Por Henry Campos e Nahuan Gonçalves

 

Brasil e Estados Unidos da América nunca estiveram tão próximos – no infortúnio, pelo genocídio a que os levaram os que ainda ocupam a presidência dos dois países. A partir de 2019, quando ambos já ocupavam o poder, foi tornando-se marcante a semelhança entre os seus processos mentais, patológicos e destruidores, que têm continuamente colocado as duas nações em situação de abandono e risco.

Para ser mais condizente com a verdade, a geminação patológica de ambos ficou evidente na eleição presidencial brasileira de 2018, com a infiltração, no Brasil, da máquina de propaganda criminosa de Steve Bannon, que introduziu aqui as mesmas técnicas empregadas na eleição americana, como a utilização em massa de robôs disparadores de fake news e outras táticas que, a exemplo do que ocorreu nos Estados Unidos, encontraram solo fértil aqui, na coalizão do radicalismo da direita mais espúria; no terreno pantanoso da política carioca; no espaço conquistado pelo messianismo de políticos exploradores da fé de incautos; no apoio de pequeno grupo de militares saudosistas apoiadores da tortura nos anos da ditadura militar.

Tudo sob o olhar complacente das altas cortes do judiciário brasileiro e com o apoio da mídia neoliberal, ainda hoje conduzida pelo cash flow, que a faz surfar em cut-backs determinados pelos conglomerados aos quais está submissa, protagonizando, com clara desfaçatez, um ataque portentoso contra as forças progressistas do país.

Como registra o Professor de Ciência Política da UFMG, Juarez Guimarães, em ensaio publicado recentemente (A Terra é Redonda, edição de 16/01/2021), “o bolsonarismo é um americanismo que formou a sua força política em linha direta com o trumpismo nos Estados Unidos, sendo de fato uma força orgânica a ele em seus valores, seu programa, sua linguagem, sua forma de fazer política, seu aparato tecnológico de comunicação, sua pragmática. Sem trumpismo não existiria o bolsonarismo tal como o conhecemos”.
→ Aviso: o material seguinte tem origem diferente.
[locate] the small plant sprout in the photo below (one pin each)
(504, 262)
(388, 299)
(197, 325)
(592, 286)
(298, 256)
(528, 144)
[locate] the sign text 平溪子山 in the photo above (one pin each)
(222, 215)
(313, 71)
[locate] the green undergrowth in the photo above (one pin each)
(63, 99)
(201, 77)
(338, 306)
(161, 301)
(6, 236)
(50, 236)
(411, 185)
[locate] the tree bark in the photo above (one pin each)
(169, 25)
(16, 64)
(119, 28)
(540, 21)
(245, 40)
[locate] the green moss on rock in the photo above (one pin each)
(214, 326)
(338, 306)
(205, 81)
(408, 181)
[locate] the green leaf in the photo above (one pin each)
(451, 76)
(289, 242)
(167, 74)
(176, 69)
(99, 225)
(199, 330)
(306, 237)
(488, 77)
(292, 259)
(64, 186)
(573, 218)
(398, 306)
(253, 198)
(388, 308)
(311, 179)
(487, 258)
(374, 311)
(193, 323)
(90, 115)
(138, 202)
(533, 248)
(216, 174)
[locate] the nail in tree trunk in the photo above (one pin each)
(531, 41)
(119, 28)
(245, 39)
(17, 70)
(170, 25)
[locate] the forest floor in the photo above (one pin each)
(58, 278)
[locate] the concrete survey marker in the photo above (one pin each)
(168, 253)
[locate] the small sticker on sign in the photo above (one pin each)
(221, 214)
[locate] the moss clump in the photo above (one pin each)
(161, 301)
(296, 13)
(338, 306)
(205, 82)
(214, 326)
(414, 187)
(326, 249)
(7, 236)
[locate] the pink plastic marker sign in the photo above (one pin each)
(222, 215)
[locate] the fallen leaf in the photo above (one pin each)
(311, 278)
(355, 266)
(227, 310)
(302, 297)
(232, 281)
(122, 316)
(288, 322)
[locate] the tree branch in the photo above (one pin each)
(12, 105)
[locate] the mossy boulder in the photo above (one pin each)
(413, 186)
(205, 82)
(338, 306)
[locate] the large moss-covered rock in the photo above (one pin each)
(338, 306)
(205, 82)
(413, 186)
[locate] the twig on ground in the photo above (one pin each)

De fato, os dois seguiram sedimentando a sua forma de desgoverno na trilha de princípios claros do nazi-fascismo, como já registramos em manifestação anterior aqui neste espaço. São comuns a ambos o narcisismo, a falta de compaixão, a indiferença frente ao sofrimento, à dor e à morte. Seus erros são transferidos a inimigos imaginários; ambos incitam à violência pelo discurso pontuado pelo personalismo, pela misoginia e por todas as formas imagináveis de preconceitos – contra negros, indígenas e outras minorias raciais, contra a população LGBT, intelectuais, artistas, defensores do meio ambiente, populações pobres marginalizadas e todos os que se opõem à sua rendição a interesses externos ao país e ao seu pensamento mágico, que contribui para a formação de uma ideação mítica.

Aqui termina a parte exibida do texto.